Posted October. 10, 2005 03:03,
Deputy Prime Minister and Minister of Finance and Economy Han Duck-soo announced that he was considering the introduction of a special purpose tax for encouraging childbirth.
By levying such a tax, the economic authorities have reportedly considered using that money in subsidizing child rearing for low-income households, supporting reproductively-challenged couples and providing financial support for childbirth of working mothers. Faced with mounting criticism, the Ministry of Finance and Economy (MOFE) explained, Nothing has been decided yet, but creating another special purpose tax to tackle the low birth rate is a crude idea in itself. It is irresponsible for the government to simply hand over the burden to the citizenry, rather than coming up with institutional incentives which it, by definition, is supposed to work on.
Furthermore, it has been a long while since eradication and streamlining of existing special purpose taxes have been high on the agenda for taxation policies, as special purpose taxes under several respective pretexts have been inefficiently managed and have distorted the taxation system. Under such circumstances, creating another special purpose tax is more of an anti-reform measure than taxation reform.
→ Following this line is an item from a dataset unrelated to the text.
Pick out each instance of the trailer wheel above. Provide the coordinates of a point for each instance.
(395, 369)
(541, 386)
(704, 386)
When it comes to the issue of childbirth, the role of the government is more than important. The Organization of Economic Cooperation and Development (OECD) estimates that Korea will see its birthrate surge from the current 1.13 to a maximum 2.5 if it beefs up assistance for childbirth and child rearing to the level of advanced countries. The OECD also suggests measures, such as introducing a tax cut that directly reduces childcare expenses, improving official childcare centers for pre-school children, expanding part-time job opportunities for women, and guaranteeing childcare leave periods. In particular, it emphasizes that a tax cut alone will increase the birthrate by 0.5. Nevertheless, the government has simply stuck to collecting more taxes.
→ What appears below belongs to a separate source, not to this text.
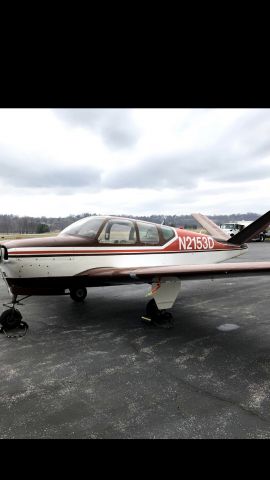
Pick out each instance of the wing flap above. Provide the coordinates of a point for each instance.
(185, 272)
(251, 230)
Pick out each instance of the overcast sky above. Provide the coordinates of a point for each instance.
(56, 162)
What is worse, those who need childcare services are suffering as relevant ministries confront with each other over childcare policies. Deputy Prime Minister Han announced that he would consider lifting regulations on childcare fees for private childcare centers, starting in 2007 in an effort to enhance the quality of childcare services, while Minister Jang Ha-jin of the Ministry of Gender Equality and Family (MOGEF) opposes the plan.
Jang advocates the public nature of childcare services, but childcare facilities are so insufficient that only one out of four pre-school children under three has access to official childcare centers. Even among these facilities, state-owned and public childcare centers account for a mere 5.5 percent. If it is impossible to dramatically increase state-owned and public childcare facilities right now, private capital, at least, should be allowed to provide a variety of childcare services. This can be made possible only by withdrawing regulations on childcare fees, but the authorities in chargethe MOGEFstill insist on regulations on the basis of egalitarianism.
The OECD points out that simply adding more childcare facilities can raise the birthrate by 0.4. It is worth revisiting whether the MOGEF is virtually hindering childbirth. Rather than being busy trying to provide face-saving childbirth bounties or one-time childrearing expenses, the government should come up with substantial measures such as a tax cut and liberalization of childcare fees.